Calibrate and Quantize Network
Create a quantized network by using the dlquantizer
object. Set the target execution environment to FPGA.
dlQuantObj = dlquantizer(net,ExecutionEnvironment='FPGA');
Use the calibrate
function to exercise the network with sample inputs, collect the dynamic ranges of the weights and biases, and returns a table. Each row of the table contains range information for a learnable parameter of the quantized network.
calibrate(dlQuantObj,imdsCal);
Deploy the Quantized Network
Define the target FPGA board programming interface by using the dlhdl.Target
object. Specify that the interface is for a Xilinx board with an Ethernet interface.

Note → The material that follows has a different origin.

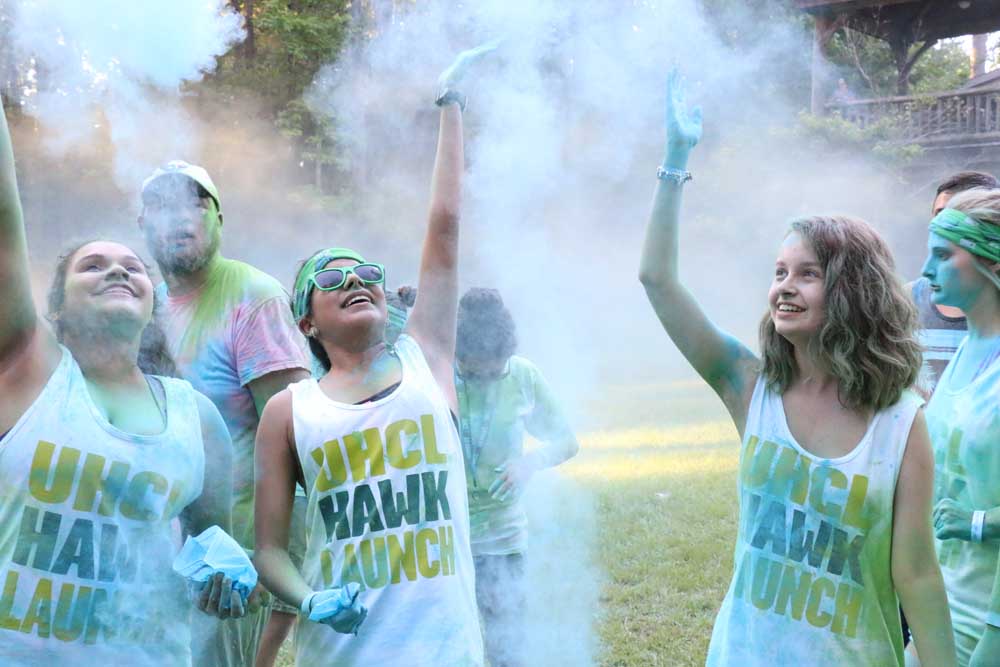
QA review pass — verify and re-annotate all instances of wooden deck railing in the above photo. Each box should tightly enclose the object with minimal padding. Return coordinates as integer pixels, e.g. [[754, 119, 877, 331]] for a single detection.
[[827, 87, 1000, 144]]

hTarget = dlhdl.Target('Xilinx',Interface='Ethernet');
Prepare the network for deployment by creating a dlhdl.Workflow
object. Specify the network and the bitstream name. Ensure that the bitstream matches the data type and the FPGA board. In this example, the target FPGA is the Xilinx ZCU102 SOC board. The bitstream uses an int8
data type.
hW = dlhdl.Workflow(Network=dlQuantObj,Bitstream='zcu102_int8',Target=hTarget);
Run the compile
method of the dlhdl.Workflow
object to compile the network and generate the instructions, weights, and biases for deployment. Because the total number of frames exceeds the default value of 30, set the InputFrameNumberLimit
to 100 to run predictions in chunks of 100 frames to prevent timeouts.
dn = compile(hW,InputFrameNumberLimit=100)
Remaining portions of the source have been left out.